Bu satırları okurken Veliaht Prens Muhammed bin Selman, Amerikan yönetiminin en önemli üyesi olan ABD Başkanı Donald Trump’la görüşmek için ABD’nin başkenti Washington’a ulaşmış olacak. Bu kapsamda ekonomik, teknik, araştırma ve eğitim alanlarında görüşmeler yapmak için New York, Boston, Houston, Los Angeles ve Seattle şehirlerine bir gezi düzenlenecek.
Suudi Arabistan ve ABD’yi birbirine bağlayan önemli bir durum var. Suudiler, ABD ile olan yakın ilişkilerin değerini çok iyi biliyor. Petrolün ortaya çıkışıyla meydana gelen ekonomik sıçrayış, Amerikan şirketlerine bağlıydı. Suudi Arabistan Hava Yolları’nın gelişimi, TWA Amerikan havayolu şirketinin gözetiminde gerçekleşti. Suudi Arabistan’ın Arap dünyasındaki en önemli hastanesi olan Kral Faysal Hastanesi, ABD yönetim sisteminin gözetimindeydi. Aynı şekilde Suudi Arabistan’ın en önemli kadroları, ABD’nin farklı üniversitelerinde eğitim almaları için gönderildi. Bu kadrolar, deneyim kazanarak geri döndüler ve ülkenin çalışma atmosferinin ve ekonominin gelişmesine katkı sağladılar. Ülkedeki en önemli iki sanayi merkezi olan el-Cübeyl ve Yenbu şehirleri, ABD’nin tecrübesiyle planlanıp uygulamaya konuldu. Bu deneyim, inanılmaz bir şekilde başarılı oldu.
Amerikan hizmet, mal ve markaları, nesiller boyu istisnai bir yere sahip oldu. ABD, turizm ve tedavi alanında ilham kaynağı olmaya devam ediyor.
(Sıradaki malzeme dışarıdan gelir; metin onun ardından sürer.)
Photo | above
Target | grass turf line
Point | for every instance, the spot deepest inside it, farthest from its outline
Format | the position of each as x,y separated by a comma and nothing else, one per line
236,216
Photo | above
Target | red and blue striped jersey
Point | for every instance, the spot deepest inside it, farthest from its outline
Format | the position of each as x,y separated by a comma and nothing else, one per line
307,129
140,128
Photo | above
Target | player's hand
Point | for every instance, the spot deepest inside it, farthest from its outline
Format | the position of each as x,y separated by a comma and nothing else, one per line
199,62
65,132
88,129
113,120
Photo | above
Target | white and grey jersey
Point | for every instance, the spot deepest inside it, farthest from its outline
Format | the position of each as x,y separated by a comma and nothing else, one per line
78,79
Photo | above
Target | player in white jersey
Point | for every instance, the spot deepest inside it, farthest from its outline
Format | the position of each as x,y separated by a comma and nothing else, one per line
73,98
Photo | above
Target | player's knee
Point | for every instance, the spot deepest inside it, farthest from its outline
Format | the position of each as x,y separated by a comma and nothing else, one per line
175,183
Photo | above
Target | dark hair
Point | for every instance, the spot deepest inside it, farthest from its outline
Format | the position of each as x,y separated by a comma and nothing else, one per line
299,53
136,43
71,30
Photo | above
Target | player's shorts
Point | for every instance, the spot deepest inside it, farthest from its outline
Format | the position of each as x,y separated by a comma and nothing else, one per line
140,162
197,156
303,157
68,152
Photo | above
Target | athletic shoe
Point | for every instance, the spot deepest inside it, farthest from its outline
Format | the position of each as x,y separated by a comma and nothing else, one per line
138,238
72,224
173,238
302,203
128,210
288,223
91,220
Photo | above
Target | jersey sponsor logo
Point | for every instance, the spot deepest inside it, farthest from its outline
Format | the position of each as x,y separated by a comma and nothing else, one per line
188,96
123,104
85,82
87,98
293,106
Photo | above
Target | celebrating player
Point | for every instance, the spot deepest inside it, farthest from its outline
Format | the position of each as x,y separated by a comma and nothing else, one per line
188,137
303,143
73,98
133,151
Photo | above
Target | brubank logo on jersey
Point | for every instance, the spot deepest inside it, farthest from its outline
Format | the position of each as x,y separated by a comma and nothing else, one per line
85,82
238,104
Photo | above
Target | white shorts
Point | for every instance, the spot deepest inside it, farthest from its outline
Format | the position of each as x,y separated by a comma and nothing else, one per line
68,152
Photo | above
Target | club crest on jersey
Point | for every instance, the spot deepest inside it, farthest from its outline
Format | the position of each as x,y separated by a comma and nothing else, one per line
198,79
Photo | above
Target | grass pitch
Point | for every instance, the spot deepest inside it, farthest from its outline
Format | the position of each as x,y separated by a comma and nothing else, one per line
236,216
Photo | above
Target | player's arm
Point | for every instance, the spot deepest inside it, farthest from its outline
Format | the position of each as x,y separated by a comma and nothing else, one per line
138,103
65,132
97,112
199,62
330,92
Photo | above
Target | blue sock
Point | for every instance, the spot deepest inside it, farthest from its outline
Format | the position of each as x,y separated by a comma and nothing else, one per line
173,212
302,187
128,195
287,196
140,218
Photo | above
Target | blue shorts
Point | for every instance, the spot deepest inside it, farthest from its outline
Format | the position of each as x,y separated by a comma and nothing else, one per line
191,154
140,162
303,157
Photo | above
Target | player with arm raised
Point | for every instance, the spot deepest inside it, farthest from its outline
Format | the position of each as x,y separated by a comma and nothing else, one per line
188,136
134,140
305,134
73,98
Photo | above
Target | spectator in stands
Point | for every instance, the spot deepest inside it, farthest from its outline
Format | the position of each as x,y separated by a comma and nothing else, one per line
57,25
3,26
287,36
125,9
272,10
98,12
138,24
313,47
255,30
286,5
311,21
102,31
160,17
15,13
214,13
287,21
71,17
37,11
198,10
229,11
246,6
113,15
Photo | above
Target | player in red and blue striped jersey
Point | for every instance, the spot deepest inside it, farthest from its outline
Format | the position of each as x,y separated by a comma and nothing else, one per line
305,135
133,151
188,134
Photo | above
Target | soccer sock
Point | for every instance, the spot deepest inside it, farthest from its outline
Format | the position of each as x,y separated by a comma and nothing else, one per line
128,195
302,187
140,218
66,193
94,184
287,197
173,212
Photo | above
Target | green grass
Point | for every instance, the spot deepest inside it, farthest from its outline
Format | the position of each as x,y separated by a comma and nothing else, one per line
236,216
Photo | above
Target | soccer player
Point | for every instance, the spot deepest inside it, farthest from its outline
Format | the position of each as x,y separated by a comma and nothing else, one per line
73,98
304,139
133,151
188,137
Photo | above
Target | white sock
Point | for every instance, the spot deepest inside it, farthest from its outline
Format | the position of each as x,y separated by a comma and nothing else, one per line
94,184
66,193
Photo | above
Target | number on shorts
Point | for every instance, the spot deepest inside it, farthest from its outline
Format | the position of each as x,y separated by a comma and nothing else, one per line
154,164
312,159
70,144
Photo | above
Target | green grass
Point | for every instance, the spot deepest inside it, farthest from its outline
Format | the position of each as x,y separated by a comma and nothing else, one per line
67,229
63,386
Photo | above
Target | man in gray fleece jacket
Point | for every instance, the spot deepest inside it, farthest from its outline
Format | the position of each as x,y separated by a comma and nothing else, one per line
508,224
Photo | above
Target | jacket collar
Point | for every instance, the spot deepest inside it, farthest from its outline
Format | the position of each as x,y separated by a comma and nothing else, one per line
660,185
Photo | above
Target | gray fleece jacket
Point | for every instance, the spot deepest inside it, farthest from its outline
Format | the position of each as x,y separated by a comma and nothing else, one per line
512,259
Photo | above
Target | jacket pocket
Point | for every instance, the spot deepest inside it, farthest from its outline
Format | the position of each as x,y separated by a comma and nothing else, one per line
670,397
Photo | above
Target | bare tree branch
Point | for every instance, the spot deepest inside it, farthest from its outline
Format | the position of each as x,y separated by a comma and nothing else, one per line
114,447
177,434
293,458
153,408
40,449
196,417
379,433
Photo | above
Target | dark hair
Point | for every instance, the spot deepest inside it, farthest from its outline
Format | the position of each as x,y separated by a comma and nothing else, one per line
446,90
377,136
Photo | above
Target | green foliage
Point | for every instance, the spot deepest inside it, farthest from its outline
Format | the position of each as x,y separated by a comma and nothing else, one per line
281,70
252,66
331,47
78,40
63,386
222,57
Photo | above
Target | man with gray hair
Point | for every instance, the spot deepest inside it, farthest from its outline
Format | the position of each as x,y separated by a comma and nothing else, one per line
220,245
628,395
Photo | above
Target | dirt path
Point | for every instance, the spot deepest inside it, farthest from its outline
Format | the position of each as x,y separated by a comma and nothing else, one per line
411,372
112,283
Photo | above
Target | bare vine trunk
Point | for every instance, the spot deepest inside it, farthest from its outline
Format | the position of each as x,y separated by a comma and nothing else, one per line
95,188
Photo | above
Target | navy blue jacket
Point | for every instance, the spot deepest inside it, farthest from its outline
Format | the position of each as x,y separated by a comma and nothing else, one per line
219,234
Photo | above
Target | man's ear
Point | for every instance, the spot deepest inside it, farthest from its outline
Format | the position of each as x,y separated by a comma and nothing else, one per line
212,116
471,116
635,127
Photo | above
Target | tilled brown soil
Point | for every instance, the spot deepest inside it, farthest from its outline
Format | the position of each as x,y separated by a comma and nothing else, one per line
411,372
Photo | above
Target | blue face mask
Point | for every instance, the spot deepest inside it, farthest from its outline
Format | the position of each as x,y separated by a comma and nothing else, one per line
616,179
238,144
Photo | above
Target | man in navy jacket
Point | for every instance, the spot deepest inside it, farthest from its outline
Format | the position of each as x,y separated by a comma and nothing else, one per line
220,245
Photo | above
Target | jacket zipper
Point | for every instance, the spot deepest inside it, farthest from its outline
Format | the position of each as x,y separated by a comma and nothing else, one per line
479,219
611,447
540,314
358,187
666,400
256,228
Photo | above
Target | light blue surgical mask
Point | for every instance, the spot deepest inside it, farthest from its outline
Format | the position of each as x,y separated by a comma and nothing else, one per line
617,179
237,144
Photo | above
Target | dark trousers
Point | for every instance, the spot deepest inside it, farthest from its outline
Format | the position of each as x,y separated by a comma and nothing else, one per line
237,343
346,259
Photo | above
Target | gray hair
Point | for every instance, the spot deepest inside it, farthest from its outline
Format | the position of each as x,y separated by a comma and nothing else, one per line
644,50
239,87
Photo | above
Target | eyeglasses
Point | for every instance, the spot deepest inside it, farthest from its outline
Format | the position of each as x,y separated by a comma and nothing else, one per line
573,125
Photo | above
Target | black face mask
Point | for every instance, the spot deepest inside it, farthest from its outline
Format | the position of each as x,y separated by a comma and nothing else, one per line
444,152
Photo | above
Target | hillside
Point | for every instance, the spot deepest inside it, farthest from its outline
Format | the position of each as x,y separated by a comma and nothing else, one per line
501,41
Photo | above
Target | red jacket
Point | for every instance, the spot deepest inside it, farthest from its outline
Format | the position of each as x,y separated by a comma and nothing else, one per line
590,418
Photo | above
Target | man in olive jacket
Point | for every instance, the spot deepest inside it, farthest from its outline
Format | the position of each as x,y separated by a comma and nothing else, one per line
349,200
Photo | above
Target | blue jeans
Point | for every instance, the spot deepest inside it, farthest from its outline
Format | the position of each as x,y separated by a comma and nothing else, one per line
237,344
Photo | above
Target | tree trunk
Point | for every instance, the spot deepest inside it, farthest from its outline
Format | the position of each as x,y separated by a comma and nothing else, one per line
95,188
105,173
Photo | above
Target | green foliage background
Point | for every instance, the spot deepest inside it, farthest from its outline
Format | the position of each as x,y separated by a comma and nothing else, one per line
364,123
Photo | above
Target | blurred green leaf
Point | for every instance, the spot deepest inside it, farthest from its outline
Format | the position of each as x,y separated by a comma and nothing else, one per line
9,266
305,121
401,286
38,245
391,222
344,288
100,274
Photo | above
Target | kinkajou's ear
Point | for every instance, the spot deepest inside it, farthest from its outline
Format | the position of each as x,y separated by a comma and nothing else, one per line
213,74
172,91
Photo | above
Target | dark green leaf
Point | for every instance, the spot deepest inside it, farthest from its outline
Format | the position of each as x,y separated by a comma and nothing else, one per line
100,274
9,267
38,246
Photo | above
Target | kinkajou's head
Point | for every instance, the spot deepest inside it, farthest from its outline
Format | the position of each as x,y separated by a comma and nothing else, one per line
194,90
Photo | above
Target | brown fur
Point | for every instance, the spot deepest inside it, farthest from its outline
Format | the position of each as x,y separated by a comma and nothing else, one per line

Suudi Arabistan’ın kurucusu Kral Abdülaziz’in ABD Başkanı Roosevelt’le ilk görüşmesinden bu yana Suudi Arabistan, ABD’ye ABD de Suudi Arabistan’a oynuyor. Siyasi gelgitlere rağmen aralarında önemli bir ilişki tesis edildi. İki ülkenin birbirine yakınlaştığı zamanlarda bu durum, yeni ekonomi çeşidinin yanı sıra ekonomik istikrara yansıdı.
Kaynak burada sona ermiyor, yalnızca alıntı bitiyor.